When the baby is at the opening of the vagina, it is time to push.

You push to help get the baby out through your vagina. You usually push when you are having a contraction.

Between contractions, you can usually rest.

When you have a contraction, you may feel the need to poo. Sometimes poo may even come out.

The midwife will help you

The midwife will help you and explain how and when to push.

It may burn and sting when the baby's head comes out through the vagina.

The opening of the vagina may be stretched if the head takes time to come through. There will then be less risk of tearing.

Sometimes vacuum extraction (sugklocka) is needed

Sometimes the birth needs to be assisted by applying a soft or rigid cup with a handle and a vacuum pump to the baby's head. This is called vacuum extraction. A doctor will then carefully guide the baby out while you push.

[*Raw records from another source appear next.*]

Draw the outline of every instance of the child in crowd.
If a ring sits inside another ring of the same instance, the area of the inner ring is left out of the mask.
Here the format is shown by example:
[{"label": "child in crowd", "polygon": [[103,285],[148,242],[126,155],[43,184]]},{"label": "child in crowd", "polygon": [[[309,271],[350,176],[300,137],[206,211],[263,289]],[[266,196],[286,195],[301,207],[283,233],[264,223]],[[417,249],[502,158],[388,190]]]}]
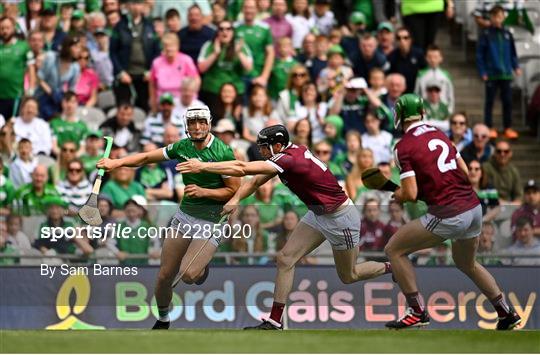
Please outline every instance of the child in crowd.
[{"label": "child in crowd", "polygon": [[375,164],[392,160],[392,134],[381,130],[381,120],[368,111],[364,120],[367,132],[362,134],[362,147],[373,151]]},{"label": "child in crowd", "polygon": [[369,71],[369,88],[375,96],[381,97],[388,93],[384,85],[385,79],[384,71],[381,68],[373,68]]},{"label": "child in crowd", "polygon": [[441,102],[441,87],[437,81],[427,83],[427,96],[424,100],[425,122],[443,132],[450,129],[448,106]]},{"label": "child in crowd", "polygon": [[328,49],[328,66],[321,71],[317,80],[319,93],[324,98],[330,98],[352,77],[352,69],[345,65],[343,48],[340,45],[331,46]]},{"label": "child in crowd", "polygon": [[309,19],[311,27],[320,34],[328,36],[334,27],[336,20],[334,13],[330,10],[330,0],[315,0],[313,13]]},{"label": "child in crowd", "polygon": [[13,187],[19,187],[32,182],[32,172],[38,165],[37,159],[32,155],[32,142],[23,138],[17,144],[17,155],[9,167],[9,178]]},{"label": "child in crowd", "polygon": [[279,93],[285,89],[289,72],[292,67],[298,64],[293,54],[292,40],[289,37],[280,38],[278,40],[277,58],[274,61],[274,66],[270,73],[270,82],[268,83],[268,93],[272,100],[278,99]]}]

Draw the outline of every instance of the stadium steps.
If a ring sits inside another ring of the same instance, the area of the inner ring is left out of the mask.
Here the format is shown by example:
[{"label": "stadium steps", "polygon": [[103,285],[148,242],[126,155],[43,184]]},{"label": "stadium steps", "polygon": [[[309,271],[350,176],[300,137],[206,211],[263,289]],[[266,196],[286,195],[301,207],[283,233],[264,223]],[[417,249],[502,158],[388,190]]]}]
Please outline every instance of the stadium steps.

This method is most often needed when the contractions are too weak.

When the baby is born

You can have the baby resting on your chest straight away if you wish, and the baby seems fine.

It is good for the baby to have skin-to-skin contact.

In most cases, the baby will start crying at first.

Some babies need help from a midwife or paediatrician.

The uterus contracts

Once the baby is born, the uterus contracts.

The placenta detaches from the wall of the uterus, and you can push it out.

There will be a wound when the placenta detaches from the wall of the uterus. Blood will come from the wound, just like during a menstrual period. This bleeding is called discharge (avslag).

The midwife examines you

The midwife will examine your genital area to see if there are any tears.

You are usually given anaesthetic before the examination.

During childbirth, you will lose blood. Your body has prepared for this by producing about two litres of extra blood during your pregnancy.

You can get help from an interpreter

You may be entitled to an interpreter if you do not speak Swedish.